İnsan maddî beden
ve manevî akıl-kalb ikilisinden ibarettir. Biri maddesi, diğeri mânâsı. Maddî
bedenin el, kol, bacak ve iç organları gibi uzuv, aza ve organları olduğu gibi.
Bir bakıma mânevî bedenin de, iki temel sütunu olan akıl ve kalbin tecellîleri
/ görünümleri demek olan akletmek, tefekkür / düşünmek, tahayyül / hayal etmek
gibi, birçok manevî uzuv ve organları, arzu ve istekleri vardır. Bir bakıma
maddî tarafları; manevî taraflarının zuhur ettiği / göründüğü, akıl ve kalbin
fonksiyon ve işlevlerinin ortaya çıktığı yerlerdir.
Göz görür, kulak
işitir, el dokunur, ayak yürür. Bunlar işin maddî yönü. Akıl ve kalb bunları
yorumlar. Bunlar ise işin manevî tarafı.
Akıl ve kalbin
akletmesi, fikretmesi, hayal etmesi, tasavvur etmesi ise, maddî uzuvların
onlara veri / bir bakıma malzeme vermesi ile mümkündür. Çünkü insan görmediği,
duymadığı şeyler hakkında; fikir ve akıl yürütemez. Biri işin maddî, diğeri
mânâ yönüdür.
Madde-mânâ ikiz
kardeş gibidir. İnsan ancak akıl ve kalple gerçeklere muhatap olur.
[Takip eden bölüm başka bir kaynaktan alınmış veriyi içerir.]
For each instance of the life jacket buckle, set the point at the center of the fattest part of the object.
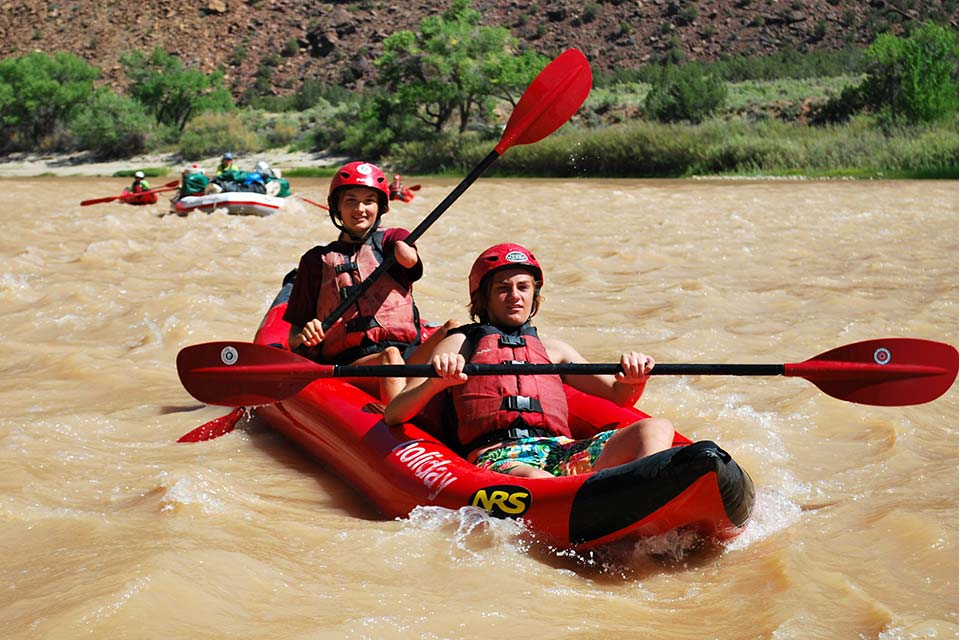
(512, 341)
(521, 403)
Ancak bu
ikisinin ittifakı ve birbirine destek olması ile gerçeklerle yüzleşmek imkânı
bulur.
Sadece akılla
gittiği takdirde, vehim ve şüphelere düşmesi olmayacak şey değil.
Gerçeklere
ulaşmada şüphenin yeri önemlidir.
Tabii aşırı
gitmemek, muvakkat / geçici olmak şartıyla.
Kavrayış ve
anlayışımızı kesinleştirmek ve pekiştirmek ve aklî bir anlayış zeminine kavuşturmak
için şüphe; bizi derin bir araştırmaya sevk eder. Konuyu iyice anlamamızı
sağlar. “Metodik bir şüphe”nin anlama ve anlaşılmada rolü büyüktür. Üstelik bu
yola başvurmak elzem, zaruri ve zorunludur.
Gerçeğin peşinde
olmak istiyorsak; bunun ancak aklın rehberliği ile olabileceğini bilmemiz
gerekir. Çünkü iyiyi kötüyü ve bilimi anlayan, sebeplerden sonuç çıkaran,
yapılandan yapana geçmesini sağlayan en önemli hassa ve özelliğimiz olan aklın
rehberliğinde yola çıkmamız şart.
Ancak aklın
sayesinde düşünme ve anlama kabiliyetimizi harekete geçirebileceğimizi
bilmeliyiz.
Zihin, zekâ,
fehmetme / anlama, irade / istek ve ne yaptığımızın bilinç ve şuurunda olmanın;
ancak akıl sayesinde mümkün ve olasılık kazanacağı muhakkak. Yalnız akıl da
nurunu, yani aklın aydınlatıcı ışığını kalpten alır. Eğer parlak fikirler
kalpdeki basiret ve idrakten beslenmezse, fikirler yumağı olan ilim ve basiret
meydana gelmez. Kısaca akıl kalbsiz yapamaz. Biri ampul, diğeri elektrik
gibidir.
Beş duyu ile
hissedilemeyen şeyleri; manevî bir nur olan akıl ile idrak edip kavrayabilir,
sebep sonuç münasebetini akılla kurar, anlar ve biliriz.
X
Büyük zâtlar
başlarına bir belâ, bir musibet geldiğinde veya kötü birinin musallat oluşu
durumuyla karşılaştıkları zaman; muhatabı / karşısındakini, kendisini rahatsız
edeni değil, bilakis kendilerini itham edip suçlarlar.
“Evet ben
haklıyım, hakkım yenilmiştir! Bana yanlış davranılmıştır! Ama ben ne
yapmalıydım, nasıl hareket etmeliydim ki, onun bana musallat oluşuna fırsat
vermemeliydim, yaptığını engellemiş olaydım.” derler. “Hatalı olmadığım halde,
yine de onlara karşı nasıl bir tavır içinde olmalıydım ki, belâ, musibet ve
sataşmayı; ta işin başında savabilseydim.” diye düşünürler.
X
Aynada görülen
aynadan değildir. Sadece aslın aksi, görüntüsü ve yankısıdır.
Tıpkı televizyonda
görülen suretlerin, işitilen seslerin kaynağı; televizyon olmadığı gibi.
Çünkü kaynak, yayın
yapılan merkezdir.
Tıpkı vücudun;
ruhun kaynağı değil, ruhun tecellî ettiği / göründüğü ekran ve sahne olması
gibi.
Tıpkı ampüldeki
ışığın kaynağı, ampül olmadığı gibi.
Tıpkı resmin
kaynağı, tuval / üzerine resim yapılan şey olmadığı gibi.
X
Bir dua: “Kur’an’ı
gönlümün enîsi (arkadaşı), göğsümün nûru yap.”